The project explored various aspects of LLM pruning through several experiments and ablation studies:

Task-Specific Pruning: Used the GSM-8K dataset, which includes step-by-step reasoning for math problems, to guide the pruning process.

Chain-of-Thought Prompting: Incorporated example questions and “think step by step” instructions in our prompts during pruning.
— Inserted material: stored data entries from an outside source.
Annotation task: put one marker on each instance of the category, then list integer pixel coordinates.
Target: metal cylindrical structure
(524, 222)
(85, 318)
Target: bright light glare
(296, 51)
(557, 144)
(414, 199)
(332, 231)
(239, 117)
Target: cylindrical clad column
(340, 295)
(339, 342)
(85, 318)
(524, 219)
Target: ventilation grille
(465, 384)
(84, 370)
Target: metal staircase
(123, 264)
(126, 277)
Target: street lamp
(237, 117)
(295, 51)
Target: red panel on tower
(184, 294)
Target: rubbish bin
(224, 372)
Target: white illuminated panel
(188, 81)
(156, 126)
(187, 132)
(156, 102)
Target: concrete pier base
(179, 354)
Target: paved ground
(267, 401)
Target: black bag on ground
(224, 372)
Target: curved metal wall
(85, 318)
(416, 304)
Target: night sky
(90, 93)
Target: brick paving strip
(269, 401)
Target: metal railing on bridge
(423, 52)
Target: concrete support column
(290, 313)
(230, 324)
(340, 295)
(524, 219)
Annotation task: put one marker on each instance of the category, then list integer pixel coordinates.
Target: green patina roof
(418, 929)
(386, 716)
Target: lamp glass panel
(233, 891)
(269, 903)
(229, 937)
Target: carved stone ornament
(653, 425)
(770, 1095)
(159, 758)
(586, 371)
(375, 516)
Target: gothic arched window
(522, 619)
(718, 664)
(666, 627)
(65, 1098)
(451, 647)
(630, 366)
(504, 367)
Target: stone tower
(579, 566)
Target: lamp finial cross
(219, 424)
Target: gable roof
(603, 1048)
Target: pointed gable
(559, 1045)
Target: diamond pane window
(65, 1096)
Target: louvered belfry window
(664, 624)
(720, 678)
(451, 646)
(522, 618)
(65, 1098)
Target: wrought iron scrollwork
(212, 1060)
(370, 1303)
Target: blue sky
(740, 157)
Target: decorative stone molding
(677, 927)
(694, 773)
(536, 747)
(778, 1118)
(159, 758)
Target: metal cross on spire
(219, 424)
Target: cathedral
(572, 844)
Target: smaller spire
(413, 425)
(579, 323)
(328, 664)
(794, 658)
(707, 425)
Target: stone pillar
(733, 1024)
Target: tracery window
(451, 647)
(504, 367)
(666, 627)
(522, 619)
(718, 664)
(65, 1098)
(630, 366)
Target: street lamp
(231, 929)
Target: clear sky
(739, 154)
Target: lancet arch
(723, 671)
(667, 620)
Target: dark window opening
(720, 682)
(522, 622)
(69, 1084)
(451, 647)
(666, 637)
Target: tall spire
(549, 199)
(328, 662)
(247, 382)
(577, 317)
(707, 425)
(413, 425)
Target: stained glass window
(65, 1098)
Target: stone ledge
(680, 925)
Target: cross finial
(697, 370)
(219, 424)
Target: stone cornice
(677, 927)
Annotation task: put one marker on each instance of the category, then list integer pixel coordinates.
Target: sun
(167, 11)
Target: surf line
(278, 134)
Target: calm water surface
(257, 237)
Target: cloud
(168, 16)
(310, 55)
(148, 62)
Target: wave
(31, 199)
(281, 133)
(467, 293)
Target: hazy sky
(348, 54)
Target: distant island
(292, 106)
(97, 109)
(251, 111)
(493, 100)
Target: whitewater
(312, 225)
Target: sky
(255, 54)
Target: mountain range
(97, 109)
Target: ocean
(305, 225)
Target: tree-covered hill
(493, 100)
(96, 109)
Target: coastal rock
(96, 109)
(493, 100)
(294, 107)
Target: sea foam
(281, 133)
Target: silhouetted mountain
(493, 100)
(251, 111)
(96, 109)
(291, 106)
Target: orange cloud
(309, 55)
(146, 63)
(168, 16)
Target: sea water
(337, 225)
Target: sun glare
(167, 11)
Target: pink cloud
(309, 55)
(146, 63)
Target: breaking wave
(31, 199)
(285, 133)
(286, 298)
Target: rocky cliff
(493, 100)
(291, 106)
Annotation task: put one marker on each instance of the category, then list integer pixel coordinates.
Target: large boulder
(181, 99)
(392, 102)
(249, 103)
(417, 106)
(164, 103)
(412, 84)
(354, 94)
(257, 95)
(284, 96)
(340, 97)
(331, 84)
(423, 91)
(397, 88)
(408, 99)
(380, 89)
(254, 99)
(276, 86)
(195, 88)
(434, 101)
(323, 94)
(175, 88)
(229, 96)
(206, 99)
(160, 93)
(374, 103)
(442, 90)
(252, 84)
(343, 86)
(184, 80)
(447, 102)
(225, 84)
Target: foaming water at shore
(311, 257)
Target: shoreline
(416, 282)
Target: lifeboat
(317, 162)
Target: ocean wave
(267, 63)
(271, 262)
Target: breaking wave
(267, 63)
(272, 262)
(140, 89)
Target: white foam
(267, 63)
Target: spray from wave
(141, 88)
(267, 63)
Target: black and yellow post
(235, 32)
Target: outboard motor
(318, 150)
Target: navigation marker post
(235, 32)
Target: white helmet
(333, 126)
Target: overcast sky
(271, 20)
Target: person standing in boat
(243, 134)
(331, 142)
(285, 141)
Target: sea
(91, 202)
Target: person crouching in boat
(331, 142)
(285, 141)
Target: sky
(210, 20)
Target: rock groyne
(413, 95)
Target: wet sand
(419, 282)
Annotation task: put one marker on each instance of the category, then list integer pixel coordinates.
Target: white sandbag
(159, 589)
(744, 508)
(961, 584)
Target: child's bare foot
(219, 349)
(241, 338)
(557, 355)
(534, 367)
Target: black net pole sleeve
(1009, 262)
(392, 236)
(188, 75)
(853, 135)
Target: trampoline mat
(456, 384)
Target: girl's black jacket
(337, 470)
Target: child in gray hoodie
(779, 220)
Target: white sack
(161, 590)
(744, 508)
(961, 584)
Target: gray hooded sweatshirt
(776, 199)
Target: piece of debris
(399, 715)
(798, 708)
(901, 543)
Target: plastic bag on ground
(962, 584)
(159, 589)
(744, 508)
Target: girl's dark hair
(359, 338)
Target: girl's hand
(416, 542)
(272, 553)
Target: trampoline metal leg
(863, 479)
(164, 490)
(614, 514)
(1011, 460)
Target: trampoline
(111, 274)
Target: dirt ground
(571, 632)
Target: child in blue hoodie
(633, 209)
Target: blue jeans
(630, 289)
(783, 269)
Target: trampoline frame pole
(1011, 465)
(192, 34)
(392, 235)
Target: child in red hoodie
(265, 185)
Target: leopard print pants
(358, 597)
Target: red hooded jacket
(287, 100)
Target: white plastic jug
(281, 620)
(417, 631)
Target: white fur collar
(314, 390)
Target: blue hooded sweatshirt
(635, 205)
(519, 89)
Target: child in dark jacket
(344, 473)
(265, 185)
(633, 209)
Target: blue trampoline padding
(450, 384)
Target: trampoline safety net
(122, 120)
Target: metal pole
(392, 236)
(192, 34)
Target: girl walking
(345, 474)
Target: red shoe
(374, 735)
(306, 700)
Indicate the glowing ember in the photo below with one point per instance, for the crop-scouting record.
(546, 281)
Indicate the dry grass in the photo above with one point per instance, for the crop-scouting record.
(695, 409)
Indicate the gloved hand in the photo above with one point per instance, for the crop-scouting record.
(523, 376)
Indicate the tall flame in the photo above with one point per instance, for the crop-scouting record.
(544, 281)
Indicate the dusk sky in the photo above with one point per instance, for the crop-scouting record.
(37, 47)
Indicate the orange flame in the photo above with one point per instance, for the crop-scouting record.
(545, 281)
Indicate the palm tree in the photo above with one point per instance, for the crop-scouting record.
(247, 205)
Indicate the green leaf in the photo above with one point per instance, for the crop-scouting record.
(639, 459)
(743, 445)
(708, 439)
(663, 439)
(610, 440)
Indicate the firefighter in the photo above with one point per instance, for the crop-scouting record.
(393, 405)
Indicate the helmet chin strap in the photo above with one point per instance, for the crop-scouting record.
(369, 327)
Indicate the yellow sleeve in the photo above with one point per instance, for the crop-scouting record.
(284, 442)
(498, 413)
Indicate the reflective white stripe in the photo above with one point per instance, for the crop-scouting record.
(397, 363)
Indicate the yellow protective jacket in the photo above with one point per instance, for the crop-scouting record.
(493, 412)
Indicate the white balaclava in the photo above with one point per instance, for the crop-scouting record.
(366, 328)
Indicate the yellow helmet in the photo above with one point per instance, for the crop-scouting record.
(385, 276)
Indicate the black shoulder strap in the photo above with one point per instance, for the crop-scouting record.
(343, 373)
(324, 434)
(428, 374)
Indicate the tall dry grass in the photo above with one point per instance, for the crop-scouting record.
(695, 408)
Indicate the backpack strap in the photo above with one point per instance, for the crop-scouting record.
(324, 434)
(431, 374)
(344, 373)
Our prompt structure was:

Example:{example-question}, Rationale: {example-rationale}, Answer: {example-answer}.
Question: {new-question}
"Let's think step by step to get the rationale and the answer:"

Sparsity Levels: Investigated model performance at different sparsity levels, particularly at 50% and 60% retention.
Metric Component Analysis: Examined the impact of different components in our comprehensive metric:
- Lexicographical Similarity (lex_sim): Calculated using F1 score
- Semantic Similarity (cos_sim): Computed using cosine similarity of sentence embeddings
- Accuracy (acc): Measured using exact match

Key Findings

Pruning with GSM-8K led to improved performance on 5 out of 8 downstream reasoning tasks, particularly for logical reasoning datasets.
At 60% retention (40% sparsity), our pruned model outperformed the baseline across most datasets, with notable gains in Arc-e, HellaSwag, and MMLU-Elementary Math.
For specific weight combinations (38-24-38 for lex_sim, cos_sim, and acc respectively) in our metric, we achieved a 20x lower perplexity on GSM-8K compared to the baseline:

Model GSM-8K Perplexity

Baseline 365.5226

Our Model (38-24-38) 17.1083
Exact match scores (used as a proxy for accuracy) were often close to 0 at high sparsity levels, while semantic similarity scores were consistently high, suggesting potential limitations in our embedding model.

Model	GSM-8K Perplexity
Baseline	365.5226
Our Model (38-24-38)	17.1083

Challenges and Limitations

Computational Constraints: We had to reduce the number of generated tokens from 100 to 20 and increase pruning step size from 5% to 20% per iteration.
Accuracy Measurement: Defining accuracy based on the presence of the ground truth answer string in the output may have led to false positives.
Embedding Model Limitations: The sentence embedding model used for semantic similarity (all-MiniLM-L6-v2) may not have captured the nuances of mathematical reasoning effectively.

Future Directions

Implement more granular pruning steps
Explore richer embedding models for semantic similarity, possibly using LLaMA’s own embeddings
Conduct thorough exploration of hyperparameters
Investigate Bayesian Linear Regression for choosing regression coefficients
Explore non-linear combinations of metric components

While our results were mixed, this project demonstrates the potential of using task-specific datasets and comprehensive metrics for pruning language models while maintaining their reasoning capabilities. As we continue to refine our approach, we hope to contribute to the development of more efficient and capable language models for specific reasoning tasks.